COVID-19 and the Memory of Reggie Lewis

In 1993, Celtics star Reggie Lewis, the inheritor of the mantle of Boston’s Big Three days, the franchise cornerstone who was going to lead the Celtics into a new era after Larry Bird and Kevin McHale retired and Robert Parish went on his farewell tour, passed away from a heart condition that first manifested itself in an on-court collapse in the playoffs and finally claimed his life in a practice session on July 27.

In 2015, your intrepid basketball columnist checked into the emergency room at Oregon Health and Science University in Portland with a rapid heartbeat of 240 beats per minute that would, over the course of the next week, nearly prove fatal before I was brought back from the brink of “make your peace with the gods” on the operating table.

The cause? Acute myocarditis. I nearly went full Reggie Lewis while walking around the streets of Portland enjoying some sightseeing on a weekend getaway from my home in the Seattle area.

What’s the connection here?

Simple. Myocarditis is one of the known side effects of COVID-19, and with both Major League Baseball and the National Football League finding themselves riddled with coronavirus cases just like the rest of the United States during the ongoing pandemic, the NBA is going to have to face the reality that some of its players, as a purely statistical matter, are going to potentially have their careers ended by a condition that could do to them what a condition similar enough in effect to it (Reggie Lewis died from exercise stress due to hypertrophic cardiomyopathy) did in 1993.

This is scary stuff. This is the kind of stuff that even off the basketball court leaves people at high risk of complications from COVID-19 stuck choosing between going to work and making a living vs. staying home and avoiding a condition that could literally kill them.

The YouTube channel SciShow just released a video about myocarditis in athletes.

Between 7 and 17 percent of patients hospitalized for COVID-19 had heart damage. And more recent studies are beginning to show that the damage is even showing up in people who had otherwise asymptomatic cases of coronavirus; it’s possible that some forms of viral infection aren’t causing traditional respiratory symptoms because the bulk of the infection’s happening in cardiac rather than pulmonary tissue.

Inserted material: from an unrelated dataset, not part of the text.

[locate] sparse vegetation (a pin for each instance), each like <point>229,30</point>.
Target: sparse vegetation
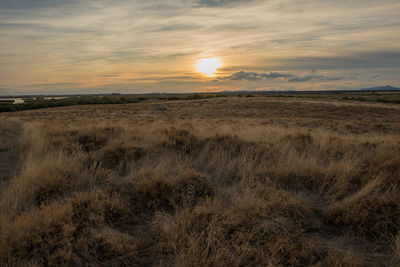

And while I’m not a doctor, that still suggests that between one in fourteen and one in six NBA players who get the virus may be at risk of going full Reggie Lewis on the court.

So far this hasn’t happened in baseball or football. The NFL only plays once a week and there have only been a couple of months’ worth of games. Baseball is a relatively low-intensity athletic endeavor, all things considered, so it’s similarly less likely that enough events have accumulated to give the law of averages a chance to work to worst possible effect.

The NBA is about to go out and play a 72-game season, and they don’t have a bubble to protect them the way they did to put on the 2020 regular-season finish and playoffs.

What happens when a player gets COVID, gets cleared to play, and runs around the court for 35 minutes of action per game with a compromised heart?

What happens when the NBA, perhaps seeing this coming and knowing the risks—unlike MLB and the NFL, the NBA has shown far higher regard for player safety—mandates cardiac monitoring for any COVID-positive player even after his recovery and doctors say “he’s got heart damage, he’s at risk”?

Does the league shut down that player even though he’s otherwise healthy? And what if—gods forbid—the player is someone like LeBron James or Giannis Antetokounmpo, someone who if his team were to lose him would have disastrous consequences not just for, say, the Lakers or Bucks, but for the entire competitive balance of the league?

What if the battle for the 10 seed and a shot at the play-in tournament comes down to one team that beat the Bucks post-Giannis shutdown and the Lakers post-LeBron diagnosis vs. another team that lost to those two teams at full strength and the race for 10th is decided by just one game?

Nobody’s suggesting that a 25-win team in a 72-game season (or about a 30-win team in a full 82-game version) is going to win the title, but the whole point of the playoffs is that everyone there has a chance. The 8 seed Knicks made the Finals in 1999, after all.

The NBA has 22 days to think this all the way through. Because there’s a real chance that a player will have his career ended by COVID-related heart trouble. And there’s a smaller but non-zero chance that a player who otherwise looks healthy will die on the court just like happened nearly 30 years ago.

And short of shutting down the league until the vaccine is ready, the only thing the NBA (and all sports—hockey, are you watching this?) can do is try their best to be safe.